Performing resource operations - Cloud Control API

Performing resource operations

Use AWS Cloud Control API to perform create, read, update, delete, and list (CRUD-L) operations on resources in your AWS account.

Prerequisites for using resources with Cloud Control API

To provision a specific resource using Cloud Control API, that resource type must support Cloud Control API and be available for use in your AWS account.

  • Resources that support Cloud Control API

    For a list of resource types published by Amazon that support Cloud Control API, see Resource types that support Cloud Control API.

    Third-party resource types, both public and private, support Cloud Control API.

    For details about how to determine if a specific resource type supports Cloud Control API, see Determining if a resource type supports Cloud Control API.

  • Resources available for use in your AWS account

    To be available for use in your account, public resource types must be activated, and private resource types must be registered. Resource types published by Amazon are public and activated by default. For more information, see Using resource types.

For information about using resource types, see Using resource types.

Specifying credentials for Cloud Control API

As part of performing operations on AWS resources on your behalf, Cloud Control API must make calls to the underlying AWS services that actually provision those resources. To do so, Cloud Control API requires the necessary credentials to access those services. There are two ways for you to enable Cloud Control API to acquire those credentials:

  • User credentials

    By default, Cloud Control API creates a temporary session using your AWS user credentials, and uses that to make any necessary calls to downstream AWS services. This session lasts up to 24 hours, after which any remaining calls to AWS by Cloud Control API will fail.

  • Service role credentials

    You can also specify a service role for Cloud Control API to assume during a resource operation, when you make the resource request. Among other advantages, specifying a service role enables Cloud Control API to make calls to underlying AWS services for up to 36 hours.

    To use a service role, specify the RoleArn parameter of the resource operation request.

    Because the Cloud Control API actions are part of the AWS CloudFormation service, the service role you specify is assumed by the CloudFormation service (cloudformation.amazonaws.com). For more information, see AWS CloudFormation service role in the AWS CloudFormation User Guide.

The permissions required for each resource handler are defined in the handlers section of that resource type's schema. For more information about viewing the resource schema, see Viewing resource type schemas. The handlers section is defined in the resource type definition schema.

Ensuring resource operation requests are unique when using Cloud Control API

As a best practice, we strongly recommend you specify an idempotency token with create, delete, and update resource operation requests. Preferably, specify a token that will be unique for every request, such as an universally unique identifier (UUID). Such a token ensures requests can be disambiguated in cases where a request must be retried.

The create-resource, delete-resource, and update-resource operations all take a client-token parameter, which can be set to an idempotency token.

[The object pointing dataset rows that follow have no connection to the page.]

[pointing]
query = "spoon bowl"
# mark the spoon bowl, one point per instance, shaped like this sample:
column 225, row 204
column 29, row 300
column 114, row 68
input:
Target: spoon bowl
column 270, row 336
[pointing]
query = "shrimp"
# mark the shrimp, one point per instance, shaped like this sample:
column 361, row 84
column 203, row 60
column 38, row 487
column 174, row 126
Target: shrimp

Considerations when using Cloud Control API

We recommend that you take the following service behavior into account when performing resource operations using Cloud Control API:

  • Cloud Control API performs each resource operation individually and independent of any other resource operations.

  • A single resource operation request to Cloud Control API might actually consist of multiple calls to the underlying service that provisions the resource. Because of this, a resource request might fail when only partially completed, resulting in only some of the requested changes being applied to the resource.

  • If a resource operation fails at any point, Cloud Control API doesn't roll back the resource to its previous state.

  • You can only perform one resource operation at a time on a given resource using Cloud Control API. However, the resource can still be operated on directly, through the underlying service that provisioned it. We strongly recommend against this approach because it may lead to unpredictable behavior.